What a Difference a Day Makes

Well that was quite a turnaround from a few days ago. The wiser of us knew it was coming, or at least knew that it couldn't possibly continue this way. Could it? No apparently it couldn't, Canada throttled an easy opponent in Germany, and then pretty much handed the mighty Russians their balls in a lunch bag. And now Team Canada is back, and for real this time.

There was no way this crop of Canadian stars was going to phone this one in, and they jumped on the Russians early to prove that they meant business. They finally started playing like everyone expected them to play and better yet against an opponent that was considered a viable threat. Not yanking Nabokov earlier in the game was stupid, he looked more like Toskala. Putting Bryzgalov in after the 1st period might have allowed the Russian offense to get back in it, instead of waiting to give him mop up duty.

The Swiss had to be the most potentially dangerous underdog in this whole tourney, keeping the first game against the Americans respectable at 3-1, forcing the Canadians to a shootout, and once again holding the Americans off in more or less a one goal game in the quarterfinal.

The US looks much weaker now due to the score against the Swiss in those two games, after riding high on a win over the Canadians. Their road to the gold medal game was much less challenging than what it would take for the Canadians or Russians, for that matter. They'll now have to play an underrated Finnish team, whose only true test was a 3-0 loss to the Swedes.

The Finns are getting a ride on Kipusoff's back, and are once again going to need it against a gritty American team. Finland is a legitimate threat to the Americans, and you could easily see that game going either way.

Only the true prognosticators saw the Slovaks beating the Swedes, I can't believe it even as I type it. You could see the utter disbelief and more so disgust on the face of all those legendary Swedes. To me, this makes Canada's road to the gold medal game much more easier, but I guess you can't downplay the threat that the Slovaks present.

If I had to guess...

I see the Americans beating out the Finns by a two goal margin.
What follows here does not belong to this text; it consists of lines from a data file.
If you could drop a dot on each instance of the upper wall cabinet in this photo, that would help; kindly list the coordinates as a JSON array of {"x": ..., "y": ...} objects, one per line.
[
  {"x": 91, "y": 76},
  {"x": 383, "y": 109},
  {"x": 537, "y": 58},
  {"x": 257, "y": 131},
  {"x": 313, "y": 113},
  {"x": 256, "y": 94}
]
The Canadians blowing up Halak with a high scoring, three or four goal margin.

Canada beats the US when it actually counts for a proud host country gold medal. A two goal game, the other way this time.

Finland for the bronze in a one goal game over the Slovaks.

Success in this tournament depends heavily on solid goaltending. Hiller was huge for the Swiss, Halak has been ridiculous for the Slovaks, Miller for the Americans, Lundqvist for the Swedes (until tonight), Vokoun performed admirably for the Czechs, and Kipper for the Finns. Luongo still has yet to prove himself after Brodeur failed to.

At this point, which is pretty much back to where we were before the tournament started, its Canada's gold to lose.